Even now we do not have a clear understanding of the singularity at the critical point for even the traditional equilibrium phase transitions – we know the critical exponents to high precision, but are missing complete understanding of the universal scaling functions. Also, we have not developed the tools to extend our predictions of the asymptotic behavior to a systematic approximation of the phase diagrams – analytic corrections to scaling. Sethna will begin with an introduction to how normal form theory from dynamical systems can determine the arguments of scaling functions where logarithms and exponentials intrude on the traditional power laws – the 4D Ising model, the 2D random-field Ising model, and jamming and the onset of amorphous rigidity in 2D. He will then use the 2D Ising model to show how adding analytic corrections to the critical point singularity can lead to high-precision descriptions of the entire phase diagram, and present Jaron Kent-Dobias’s derivation of a universal scaling function for the free energy in an external field, accurate to seven digits.


Xiangyu Cao (ENS Paris)

Clusters in branching processes

Branching Brownian motion and its long-range generalisations are simple models of a variety of catastrophic phenomena, such as epidemic spreading and avalanches. Despite the simplicity of these models, they generate interesting geometric structures, in particular, clusters. I will discuss a simple method to count clusters and characterise their spatial separation, which turn out to be governed by nontrivial critical exponents. As an application, I will test the theory against real-world data generated by a famous recent epidemic outbreak.

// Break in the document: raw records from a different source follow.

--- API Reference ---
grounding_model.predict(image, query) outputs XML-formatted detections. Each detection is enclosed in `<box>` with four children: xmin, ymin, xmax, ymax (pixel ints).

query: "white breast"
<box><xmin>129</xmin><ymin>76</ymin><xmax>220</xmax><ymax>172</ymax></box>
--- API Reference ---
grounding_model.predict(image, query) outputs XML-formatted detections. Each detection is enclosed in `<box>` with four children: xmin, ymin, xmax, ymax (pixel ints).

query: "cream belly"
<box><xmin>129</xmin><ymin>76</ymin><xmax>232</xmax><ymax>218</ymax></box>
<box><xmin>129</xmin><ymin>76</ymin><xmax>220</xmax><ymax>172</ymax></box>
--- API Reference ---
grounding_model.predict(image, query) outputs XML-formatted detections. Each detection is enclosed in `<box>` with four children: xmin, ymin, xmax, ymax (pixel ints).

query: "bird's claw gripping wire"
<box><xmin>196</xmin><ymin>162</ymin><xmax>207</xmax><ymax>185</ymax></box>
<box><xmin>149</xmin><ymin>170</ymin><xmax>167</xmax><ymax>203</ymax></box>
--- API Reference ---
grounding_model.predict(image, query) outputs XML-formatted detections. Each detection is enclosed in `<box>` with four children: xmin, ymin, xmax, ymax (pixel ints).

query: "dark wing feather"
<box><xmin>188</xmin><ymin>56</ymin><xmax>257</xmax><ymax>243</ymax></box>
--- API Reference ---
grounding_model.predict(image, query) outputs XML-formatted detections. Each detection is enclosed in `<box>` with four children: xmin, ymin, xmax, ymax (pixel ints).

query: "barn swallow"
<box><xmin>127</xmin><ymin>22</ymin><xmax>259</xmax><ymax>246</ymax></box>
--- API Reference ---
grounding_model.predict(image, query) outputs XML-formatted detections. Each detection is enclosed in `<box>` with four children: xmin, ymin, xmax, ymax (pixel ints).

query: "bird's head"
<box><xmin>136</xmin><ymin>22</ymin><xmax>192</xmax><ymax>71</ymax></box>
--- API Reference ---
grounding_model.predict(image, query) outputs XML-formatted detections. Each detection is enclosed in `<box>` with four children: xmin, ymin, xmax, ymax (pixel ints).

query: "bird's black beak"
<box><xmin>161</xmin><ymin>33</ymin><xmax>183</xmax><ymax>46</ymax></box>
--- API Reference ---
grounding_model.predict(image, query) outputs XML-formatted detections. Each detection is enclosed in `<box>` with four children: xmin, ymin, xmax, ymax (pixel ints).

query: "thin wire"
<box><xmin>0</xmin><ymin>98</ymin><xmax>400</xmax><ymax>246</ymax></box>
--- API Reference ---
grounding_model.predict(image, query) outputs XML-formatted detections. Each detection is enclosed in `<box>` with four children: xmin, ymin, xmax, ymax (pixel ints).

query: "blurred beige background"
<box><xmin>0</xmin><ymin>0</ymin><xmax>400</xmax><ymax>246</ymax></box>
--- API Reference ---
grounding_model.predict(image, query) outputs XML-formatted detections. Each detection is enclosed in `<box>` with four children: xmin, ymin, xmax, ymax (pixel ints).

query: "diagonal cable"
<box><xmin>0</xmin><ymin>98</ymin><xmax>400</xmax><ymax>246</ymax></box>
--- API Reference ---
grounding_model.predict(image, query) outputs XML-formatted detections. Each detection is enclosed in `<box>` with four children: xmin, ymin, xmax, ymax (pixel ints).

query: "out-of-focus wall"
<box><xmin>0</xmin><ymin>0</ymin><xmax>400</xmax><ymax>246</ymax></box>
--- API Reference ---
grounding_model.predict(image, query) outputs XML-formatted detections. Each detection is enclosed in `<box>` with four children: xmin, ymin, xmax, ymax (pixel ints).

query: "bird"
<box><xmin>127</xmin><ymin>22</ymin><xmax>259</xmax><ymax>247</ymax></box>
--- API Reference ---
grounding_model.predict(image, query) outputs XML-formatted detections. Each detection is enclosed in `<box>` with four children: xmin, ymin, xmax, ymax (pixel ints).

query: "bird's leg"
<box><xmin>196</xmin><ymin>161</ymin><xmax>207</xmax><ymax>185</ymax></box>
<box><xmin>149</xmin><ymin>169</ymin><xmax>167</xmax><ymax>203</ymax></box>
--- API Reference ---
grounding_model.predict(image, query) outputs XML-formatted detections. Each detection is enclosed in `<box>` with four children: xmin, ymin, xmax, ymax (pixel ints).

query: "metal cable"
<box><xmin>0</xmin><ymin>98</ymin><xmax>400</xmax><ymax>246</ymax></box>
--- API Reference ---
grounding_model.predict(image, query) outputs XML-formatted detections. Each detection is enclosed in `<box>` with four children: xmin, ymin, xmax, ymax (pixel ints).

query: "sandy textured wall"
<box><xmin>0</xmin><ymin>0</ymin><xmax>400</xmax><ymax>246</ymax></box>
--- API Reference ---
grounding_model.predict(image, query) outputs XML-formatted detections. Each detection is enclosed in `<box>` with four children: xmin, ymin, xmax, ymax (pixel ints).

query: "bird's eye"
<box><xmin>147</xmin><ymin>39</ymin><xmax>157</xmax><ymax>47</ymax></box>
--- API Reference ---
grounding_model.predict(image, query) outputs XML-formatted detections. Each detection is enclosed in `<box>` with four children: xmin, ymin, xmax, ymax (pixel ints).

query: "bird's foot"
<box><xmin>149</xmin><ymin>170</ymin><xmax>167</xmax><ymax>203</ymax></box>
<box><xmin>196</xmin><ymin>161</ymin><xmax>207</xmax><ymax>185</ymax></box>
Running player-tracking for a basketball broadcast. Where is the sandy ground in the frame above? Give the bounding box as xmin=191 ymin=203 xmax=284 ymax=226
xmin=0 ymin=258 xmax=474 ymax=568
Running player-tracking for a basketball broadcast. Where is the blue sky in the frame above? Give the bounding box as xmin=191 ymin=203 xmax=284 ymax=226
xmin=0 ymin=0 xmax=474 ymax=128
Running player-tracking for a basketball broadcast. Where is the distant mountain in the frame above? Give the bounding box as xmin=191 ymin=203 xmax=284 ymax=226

Charlie Duclut (Institut Curie)

Renormalization group approach to the collective dynamics of chemotactic cells

Understanding how living systems self-organize into complex structures is one of the major challenges of modern physics. A generic mechanism that drives such organization is interaction among the individual elements — which may represent cells, bacteria, or even enzymes — via chemical signals. After deriving a minimal microscopic model for a single chemotactic particle, I will present a coarse-grained model to describe an assembly of such particles. I will be interested both in the case where cell number is constant, and in the case where cell can grow and divide. The consequences of breaking this conservation law on the scaling properties of this model will be discussed using a dynamical renormalization group approach.